London, Sept. 19 (Reuters): US President George W. Bush said today he will ask the US Congress to endorse a possible attack against Iraq if needed, and he warned the UN Security Council to deal with Iraq or Washington would step in.

With Washington demanding Baghdad scrap its weapons of mass destruction or face attack, US generals gathered in the Gulf as diplomats said UN arms inspectors would need weeks to start work in Iraq.

“The United Nations Security Council must work with the United States and Britain and other concerned parties to send a clear message that we expect Saddam to disarm, and if the United Nations Security Council won’t deal with the problem, the United States and some of its friends will,” Bush told reporters.

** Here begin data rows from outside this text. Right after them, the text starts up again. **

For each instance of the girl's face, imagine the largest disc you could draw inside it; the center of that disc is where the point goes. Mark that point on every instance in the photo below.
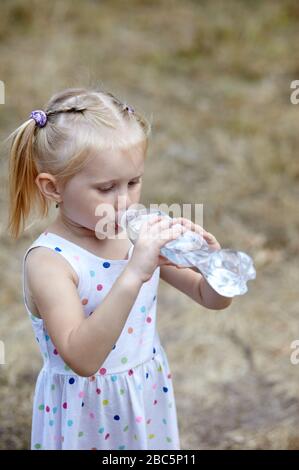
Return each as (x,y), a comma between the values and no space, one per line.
(113,177)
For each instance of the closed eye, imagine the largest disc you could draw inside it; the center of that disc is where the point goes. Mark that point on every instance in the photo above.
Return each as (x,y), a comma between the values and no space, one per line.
(104,190)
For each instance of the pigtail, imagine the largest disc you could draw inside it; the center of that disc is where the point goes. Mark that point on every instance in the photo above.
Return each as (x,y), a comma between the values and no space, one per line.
(23,190)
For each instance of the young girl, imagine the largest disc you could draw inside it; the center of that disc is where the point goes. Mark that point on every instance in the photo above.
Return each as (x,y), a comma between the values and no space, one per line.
(105,382)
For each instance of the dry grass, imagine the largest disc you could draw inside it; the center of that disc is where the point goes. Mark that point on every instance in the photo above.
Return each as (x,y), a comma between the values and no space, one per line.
(216,76)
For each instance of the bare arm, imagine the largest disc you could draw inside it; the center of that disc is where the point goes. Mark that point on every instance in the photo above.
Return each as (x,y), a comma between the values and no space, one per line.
(83,343)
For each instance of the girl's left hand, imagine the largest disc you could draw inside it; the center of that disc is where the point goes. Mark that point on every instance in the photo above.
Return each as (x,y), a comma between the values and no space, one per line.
(209,237)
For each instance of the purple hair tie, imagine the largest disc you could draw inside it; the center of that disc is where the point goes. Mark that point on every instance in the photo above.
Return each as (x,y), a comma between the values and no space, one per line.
(128,108)
(40,117)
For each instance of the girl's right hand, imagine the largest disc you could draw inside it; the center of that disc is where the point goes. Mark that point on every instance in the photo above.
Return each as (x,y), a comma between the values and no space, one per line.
(154,234)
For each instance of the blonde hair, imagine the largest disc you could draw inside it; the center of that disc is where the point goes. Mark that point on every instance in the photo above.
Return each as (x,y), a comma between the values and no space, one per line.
(80,122)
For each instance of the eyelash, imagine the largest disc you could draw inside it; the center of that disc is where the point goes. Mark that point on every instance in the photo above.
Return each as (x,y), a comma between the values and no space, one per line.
(109,189)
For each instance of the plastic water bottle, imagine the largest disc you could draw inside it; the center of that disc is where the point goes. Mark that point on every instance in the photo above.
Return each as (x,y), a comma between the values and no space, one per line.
(227,271)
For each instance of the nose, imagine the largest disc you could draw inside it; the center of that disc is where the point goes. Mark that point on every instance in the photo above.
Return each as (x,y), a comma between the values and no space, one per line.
(122,204)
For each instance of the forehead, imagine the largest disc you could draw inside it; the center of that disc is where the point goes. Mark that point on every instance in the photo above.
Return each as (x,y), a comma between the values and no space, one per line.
(115,164)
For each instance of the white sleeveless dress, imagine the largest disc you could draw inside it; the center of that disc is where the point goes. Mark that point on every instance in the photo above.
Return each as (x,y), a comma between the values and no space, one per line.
(129,403)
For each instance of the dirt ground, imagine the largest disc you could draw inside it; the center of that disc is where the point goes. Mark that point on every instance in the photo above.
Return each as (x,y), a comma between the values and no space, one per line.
(215,76)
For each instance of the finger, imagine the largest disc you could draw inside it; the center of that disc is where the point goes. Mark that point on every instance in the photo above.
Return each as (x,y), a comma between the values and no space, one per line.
(160,225)
(195,227)
(170,234)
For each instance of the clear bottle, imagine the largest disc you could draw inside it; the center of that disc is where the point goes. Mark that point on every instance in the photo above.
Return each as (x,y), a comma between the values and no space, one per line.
(227,271)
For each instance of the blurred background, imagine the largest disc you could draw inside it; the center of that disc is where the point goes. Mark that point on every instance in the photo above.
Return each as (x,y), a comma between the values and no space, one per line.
(215,76)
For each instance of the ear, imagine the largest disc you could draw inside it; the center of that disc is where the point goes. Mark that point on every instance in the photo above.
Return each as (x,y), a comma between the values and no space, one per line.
(48,186)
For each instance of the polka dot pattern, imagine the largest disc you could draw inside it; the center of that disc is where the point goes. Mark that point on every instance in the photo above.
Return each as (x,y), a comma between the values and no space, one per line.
(129,399)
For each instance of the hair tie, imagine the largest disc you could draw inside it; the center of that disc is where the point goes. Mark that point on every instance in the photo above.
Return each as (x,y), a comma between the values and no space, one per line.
(128,108)
(40,117)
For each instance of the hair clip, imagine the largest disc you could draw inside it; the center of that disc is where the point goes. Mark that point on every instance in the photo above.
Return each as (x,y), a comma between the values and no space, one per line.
(40,117)
(128,108)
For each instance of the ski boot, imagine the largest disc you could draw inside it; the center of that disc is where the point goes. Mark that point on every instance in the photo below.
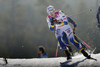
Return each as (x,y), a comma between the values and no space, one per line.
(67,54)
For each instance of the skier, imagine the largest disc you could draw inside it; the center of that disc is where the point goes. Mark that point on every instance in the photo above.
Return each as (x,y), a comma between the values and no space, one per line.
(58,22)
(97,16)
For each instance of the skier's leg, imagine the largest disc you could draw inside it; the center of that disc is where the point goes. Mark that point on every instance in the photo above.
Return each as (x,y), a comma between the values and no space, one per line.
(63,46)
(83,46)
(65,40)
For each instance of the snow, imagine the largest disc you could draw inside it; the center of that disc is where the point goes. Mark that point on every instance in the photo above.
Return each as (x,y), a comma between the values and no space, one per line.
(77,61)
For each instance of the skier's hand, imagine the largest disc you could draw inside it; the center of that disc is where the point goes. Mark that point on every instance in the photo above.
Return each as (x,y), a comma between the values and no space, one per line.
(52,21)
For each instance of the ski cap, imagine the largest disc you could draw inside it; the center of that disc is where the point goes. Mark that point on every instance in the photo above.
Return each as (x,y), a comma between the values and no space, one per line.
(50,9)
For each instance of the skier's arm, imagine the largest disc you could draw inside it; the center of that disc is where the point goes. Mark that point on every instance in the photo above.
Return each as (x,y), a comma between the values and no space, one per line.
(97,16)
(51,25)
(72,22)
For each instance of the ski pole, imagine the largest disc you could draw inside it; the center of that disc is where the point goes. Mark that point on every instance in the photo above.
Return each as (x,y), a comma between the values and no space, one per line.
(83,41)
(57,49)
(80,12)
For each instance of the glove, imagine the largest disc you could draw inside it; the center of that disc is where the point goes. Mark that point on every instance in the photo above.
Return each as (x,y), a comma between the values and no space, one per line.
(74,31)
(52,21)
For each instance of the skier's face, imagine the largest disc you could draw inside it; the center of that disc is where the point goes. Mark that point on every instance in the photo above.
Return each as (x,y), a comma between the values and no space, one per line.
(52,14)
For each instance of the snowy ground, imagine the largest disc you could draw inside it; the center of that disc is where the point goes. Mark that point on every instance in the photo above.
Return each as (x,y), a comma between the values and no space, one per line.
(77,61)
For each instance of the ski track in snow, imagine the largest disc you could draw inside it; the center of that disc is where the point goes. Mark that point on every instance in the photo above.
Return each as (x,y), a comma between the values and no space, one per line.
(77,61)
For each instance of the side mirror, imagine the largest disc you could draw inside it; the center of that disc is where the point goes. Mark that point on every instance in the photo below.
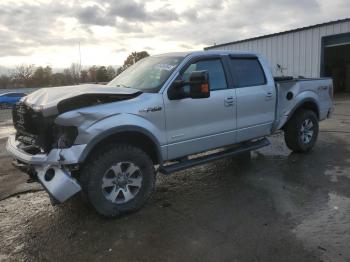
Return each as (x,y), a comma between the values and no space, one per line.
(199,84)
(176,91)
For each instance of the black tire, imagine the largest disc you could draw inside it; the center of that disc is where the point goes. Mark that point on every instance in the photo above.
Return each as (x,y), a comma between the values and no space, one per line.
(95,171)
(293,134)
(243,158)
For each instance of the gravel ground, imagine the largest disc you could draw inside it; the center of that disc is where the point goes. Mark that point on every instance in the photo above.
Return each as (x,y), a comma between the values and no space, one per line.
(279,207)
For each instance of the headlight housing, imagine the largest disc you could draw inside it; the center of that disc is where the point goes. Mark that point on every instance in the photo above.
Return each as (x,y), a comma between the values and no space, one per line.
(66,136)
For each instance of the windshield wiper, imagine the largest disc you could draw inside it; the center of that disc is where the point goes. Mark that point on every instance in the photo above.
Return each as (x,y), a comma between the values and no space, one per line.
(122,85)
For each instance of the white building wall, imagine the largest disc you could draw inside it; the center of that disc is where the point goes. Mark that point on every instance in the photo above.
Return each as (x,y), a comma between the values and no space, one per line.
(298,52)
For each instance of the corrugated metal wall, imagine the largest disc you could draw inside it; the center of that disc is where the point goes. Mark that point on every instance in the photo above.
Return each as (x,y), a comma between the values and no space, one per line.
(298,52)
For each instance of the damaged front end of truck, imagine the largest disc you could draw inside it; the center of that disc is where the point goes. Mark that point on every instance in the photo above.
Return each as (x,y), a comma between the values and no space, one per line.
(44,145)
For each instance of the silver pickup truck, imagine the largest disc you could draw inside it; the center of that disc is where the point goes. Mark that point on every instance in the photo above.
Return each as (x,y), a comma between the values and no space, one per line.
(108,142)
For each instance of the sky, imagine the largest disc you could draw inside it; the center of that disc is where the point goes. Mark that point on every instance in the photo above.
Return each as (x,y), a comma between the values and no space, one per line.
(49,32)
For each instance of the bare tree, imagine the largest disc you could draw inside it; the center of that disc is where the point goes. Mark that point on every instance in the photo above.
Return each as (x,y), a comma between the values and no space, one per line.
(75,72)
(23,74)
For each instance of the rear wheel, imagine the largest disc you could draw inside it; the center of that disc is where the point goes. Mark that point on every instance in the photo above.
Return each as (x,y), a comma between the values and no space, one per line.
(301,131)
(118,181)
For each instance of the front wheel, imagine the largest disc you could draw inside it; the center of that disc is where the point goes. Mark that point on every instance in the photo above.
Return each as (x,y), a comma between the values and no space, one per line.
(118,181)
(301,131)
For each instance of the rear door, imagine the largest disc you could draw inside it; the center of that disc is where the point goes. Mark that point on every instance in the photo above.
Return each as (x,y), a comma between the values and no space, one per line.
(196,125)
(256,97)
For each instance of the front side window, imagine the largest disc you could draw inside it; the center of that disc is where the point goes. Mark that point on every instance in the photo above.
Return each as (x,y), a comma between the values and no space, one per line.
(217,79)
(148,74)
(247,72)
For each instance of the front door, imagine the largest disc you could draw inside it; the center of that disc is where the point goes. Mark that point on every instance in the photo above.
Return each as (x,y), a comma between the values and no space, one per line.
(256,98)
(196,125)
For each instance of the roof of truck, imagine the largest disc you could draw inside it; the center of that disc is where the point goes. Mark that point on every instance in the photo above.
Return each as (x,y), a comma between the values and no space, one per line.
(214,52)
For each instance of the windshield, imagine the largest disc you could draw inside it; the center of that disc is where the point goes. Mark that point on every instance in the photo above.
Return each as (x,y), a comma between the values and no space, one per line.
(148,74)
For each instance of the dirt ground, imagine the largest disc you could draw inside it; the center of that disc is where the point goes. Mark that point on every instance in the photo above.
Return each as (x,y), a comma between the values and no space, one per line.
(279,207)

But in Europe, UN Security Council members Britain and France remained split over what the United Nations must do next about Iraq, after Baghdad agreed on Monday to let inspectors back in without conditions after nearly four years.

Keeping up the pressure on Iraq to meet UN disarmament demands or face the threat of an attack, top US military brass met in Kuwait for two days of talks amid increased US military movements in the region.

The United States accuses Iraq of amassing weapons of mass destruction, a charge Baghdad denies, and has a stated aim of “regime change” in the Arab country led by President Saddam Hussein.

US army Gen. Tommy Franks, who heads the US Central Command (CENTCOM), arrived in Kuwait today to chair the talks among heads of US army, navy, air force, marines and special operations. CENTCOM covers a wide region including the oil-rich Gulf and Afghanistan.

The United States has been sending heavy equipment and ammunition to Kuwait for several weeks, said to be part of a training programme with German and Czech involvement, and US troops started a desert exercise there this month.

Like other regional states, Kuwait has hosted US forces since the 1990-91 Gulf War, which ended Iraq’s seven month occupation of its neighbour Kuwait.

Franks flew in from Doha, Qatar, where he discussed with leaders plans for a permanent US military presence in the small Gulf state, US and Qatari officials said.

Prompting speculation Qatar could be used as a launch pad for a possible attack against Iraq, officials said up to 1,000 additional members of US forces would be moved to a rapidly expanding US military base.

Other countries in the region were clearly nervous about the latest developments.

“If there is military action against Iraq, even if Turkey does not want to join that action, when it happens Turkey will be affected by that action,” Turkish Prime Minister Bulent Ecevit said in a television interview.

Nato-ally Turkey, which allows US and British warplanes to use one of its bases to patrol a no-fly zone over northern Iraq, has urged Washington repeatedly to avoid military action.

“That is why we prefer our American friends find a solution to their problems with Iraq in a way that does not open the road to military action,” Ecevit said.

Britain, Washington’s closest European ally, said the UN must make clear to Iraq that it still faces military action unless it complies with the spirit and letter of UN demands to scrap weapons of mass destruction.

“What is crucial is that the international community, through the Security Council, makes clear to Iraq that these inspections have to be without conditions, without delay and without games,” foreign secretary Jack Straw told reporters.

But France said consensus within the Security Council on Iraq’s disarmament was its top priority, and like fellow Security Council member Russia, said it was not convinced a new UN resolution was needed.